Leverage has been a factor in all this. While the top 25 firms have reduced equity partner leverage from 6.5:1 to 5.5:1 over five years, the bottom half, by contrast, has seen leverage ratios jump significantly in the last year. However, as the graph shows, ratios at firms across the LB100 are broadly identical now compared to five years ago – a sign that firms have worked hard to make associate utilisation rates efficient.

Individually, two firms stand out for exceptional performance in both top-line and bottom-line organic growth. Mishcon de Reya and Travers Smith are stalwarts of the second quartile and both have succeeded over the last five years for different reasons. While Mishcons’ laudable targeting of private wealth during the financial crisis has been well documented, explaining its 121% increase in revenue and 147% surge in PEP since 2008/09, Travers Smith is demonstrating the benefit of developing a distinctive culture and model through tough times. In the summer of 2009, it recorded a 20% drop in revenue and a 38% fall in PEP, something that most commentators saw as symptomatic of a domestic corporate market imploding. Five years on, revenues have grown 51% from £64.5m to £97.2m, while PEP has recovered to better-than-pre-crisis levels, up 87% to £880,000.

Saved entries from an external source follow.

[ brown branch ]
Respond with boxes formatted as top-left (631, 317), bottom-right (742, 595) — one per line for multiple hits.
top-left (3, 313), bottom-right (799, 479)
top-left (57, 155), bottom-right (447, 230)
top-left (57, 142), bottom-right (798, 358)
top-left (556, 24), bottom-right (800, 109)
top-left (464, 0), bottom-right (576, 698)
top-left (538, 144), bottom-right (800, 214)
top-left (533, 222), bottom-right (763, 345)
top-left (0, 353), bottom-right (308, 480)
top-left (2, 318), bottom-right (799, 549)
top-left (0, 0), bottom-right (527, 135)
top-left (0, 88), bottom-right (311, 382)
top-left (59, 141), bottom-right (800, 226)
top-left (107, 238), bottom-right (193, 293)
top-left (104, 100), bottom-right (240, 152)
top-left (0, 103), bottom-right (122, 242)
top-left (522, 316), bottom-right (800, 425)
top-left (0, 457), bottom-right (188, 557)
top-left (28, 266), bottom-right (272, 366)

‘Our business has traditionally been more volatile than some of our competitors because we’ve had a greater dependency than many of them on transactional work,’ says Travers Smith senior partner Chris Hale, who adds that this volatility has been tempered somewhat by building a credible litigation practice.

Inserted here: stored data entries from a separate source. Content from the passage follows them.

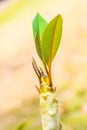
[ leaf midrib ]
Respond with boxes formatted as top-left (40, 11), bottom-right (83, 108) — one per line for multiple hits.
top-left (48, 16), bottom-right (59, 66)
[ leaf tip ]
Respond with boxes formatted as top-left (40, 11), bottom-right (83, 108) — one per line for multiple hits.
top-left (36, 12), bottom-right (40, 17)
top-left (58, 14), bottom-right (63, 22)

A handful of firms demonstrate why consolidation has dominated the LB100 overall, with Morgan Cole, Blake Lapthorn, Lawrence Graham and Dundas & Wilson’s performances best described as mercurial. Dundas, until recently viewed as Scotland’s top firm, showed why it was ripe for takeover by CMS Cameron McKenna with revenues and profits tumbling relentlessly over five years.

Blake Lapthorn strangely sits near the top of the profit-growth charts, albeit from an extremely low base: in 2008/09 PEP fell to £65,000. A restructuring of equity and several redundancy rounds followed as it managed to get itself back on track ahead of its merger with the equally erratic Morgan Cole on 1 July this year.

Lawrence Graham experienced a startling rebound to its bottom line in 2013/14 ahead of its May merger with Wragge & Co but this only masks the wildly fluctuating performance that has prevailed at the firm since the crisis took hold. After years of feast or famine, doubtless some of the more successful Lawrence Graham partners will be praying for the consistency that its merger with Wragge & Co could bring.